The target steps are made available in the $target_steps
hash, indexed by the tag name you assigned to each target step. Assuming there's a target step tagged "foo", you can send rows to it by calling
$target_steps["foo"].write(out)
or using the <<
alias $target_steps["foo"] << out
, just like to the the output stream.
To use Kettle's error handling feature you need to define an error output step the usual way: connect the ruby step to the step that should receive rejected rows, then right click the ruby step and select "define error handling". Specify the error fields as you like them.
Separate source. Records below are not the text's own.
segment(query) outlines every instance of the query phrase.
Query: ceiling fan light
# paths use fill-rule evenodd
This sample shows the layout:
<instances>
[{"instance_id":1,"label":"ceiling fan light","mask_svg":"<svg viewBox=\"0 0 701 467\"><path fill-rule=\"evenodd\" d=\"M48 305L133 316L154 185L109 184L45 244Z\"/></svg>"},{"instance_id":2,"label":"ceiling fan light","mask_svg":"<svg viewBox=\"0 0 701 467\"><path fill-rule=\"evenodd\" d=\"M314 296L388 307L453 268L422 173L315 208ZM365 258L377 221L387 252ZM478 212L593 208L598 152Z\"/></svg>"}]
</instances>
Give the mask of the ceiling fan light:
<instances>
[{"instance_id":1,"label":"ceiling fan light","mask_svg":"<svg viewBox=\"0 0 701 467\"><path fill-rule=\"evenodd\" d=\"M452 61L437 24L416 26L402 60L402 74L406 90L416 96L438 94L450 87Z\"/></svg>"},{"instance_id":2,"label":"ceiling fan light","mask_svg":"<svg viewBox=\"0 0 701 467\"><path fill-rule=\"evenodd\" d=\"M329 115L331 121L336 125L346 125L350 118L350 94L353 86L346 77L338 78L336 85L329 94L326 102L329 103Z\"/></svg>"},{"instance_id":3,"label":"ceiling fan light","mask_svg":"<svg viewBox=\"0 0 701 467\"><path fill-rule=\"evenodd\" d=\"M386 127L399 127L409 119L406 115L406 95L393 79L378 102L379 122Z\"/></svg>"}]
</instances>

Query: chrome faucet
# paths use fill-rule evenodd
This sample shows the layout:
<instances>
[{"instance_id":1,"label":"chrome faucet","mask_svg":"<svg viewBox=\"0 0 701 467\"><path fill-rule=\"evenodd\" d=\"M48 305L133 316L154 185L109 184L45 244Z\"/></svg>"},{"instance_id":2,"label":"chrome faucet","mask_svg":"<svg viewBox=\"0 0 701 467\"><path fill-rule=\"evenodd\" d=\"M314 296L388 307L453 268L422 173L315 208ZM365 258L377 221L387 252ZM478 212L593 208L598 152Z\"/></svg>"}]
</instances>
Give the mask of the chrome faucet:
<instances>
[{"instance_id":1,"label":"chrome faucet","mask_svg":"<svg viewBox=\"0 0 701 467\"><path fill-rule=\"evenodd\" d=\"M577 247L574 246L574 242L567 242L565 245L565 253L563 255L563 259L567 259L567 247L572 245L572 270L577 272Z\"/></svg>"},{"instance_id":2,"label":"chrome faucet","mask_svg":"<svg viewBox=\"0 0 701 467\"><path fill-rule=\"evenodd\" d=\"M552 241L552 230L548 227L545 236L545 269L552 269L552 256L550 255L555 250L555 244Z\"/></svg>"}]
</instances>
The error stream is made available as $error
. Call $error.write(err)
or the alias $error << err
to send an error row hash to the error step. Be sure to include the error fields you specified in the error handling dialog. You may also pass entire arrays of rows, just like with any other output stream.
To add more script tabs, right click the script tabs bar and choose "Add Script" from the context menu.
Each script tab has a type associated with it. New tabs are always created as "Lib Scripts". Types can be assigned by selecting the tab in question, right clicking it and choosing another type from the list.
Row scripts are executed once for each input row. If the ruby step has no input steps, the script is executed just once. Each ruby step must have exactly one script with this type. If you assign this type to a script, any existing row script will turn into a lib script automatically.
Start scripts are executed once before any other script tab runs. They are guaranteed to execute, even if there are no input rows. Start scripts are used to set up complex objects or to allocate resources like database connections or file handles that are used by the row script for row processing. There may be only one start script defined in any ruby step.
End scripts are executed after the last row has been processed by the row script. They are guaranteed to execute even if there are no input rows. End scripts are usually used to release resources acquired by a start script, or to generate summary rows by manually writing to the output stream. There may be only one end script defined in any ruby step.
Lib scripts are not executed unless specifically included by some other script.
All script tabs are made available as the $tabs
hash. It is indexed by tab title. Script tabs can be included in two different ways.
Including a script once
A call to $tabs["My Lib Script"].require()
causes the script tab named "My Lib Script" to be evaluated once. Subsequent calls to require() have no effect.
Including a script multiple times
A call to $tabs["My Lib Script"].load()
causes the script tab named "My Lib Script" to be evaluated immediately. Each call to load()
will cause another evaluation of the script tab.
Please note that script tabs do not share local variable scope. If you need to share data between tabs you should use global variables.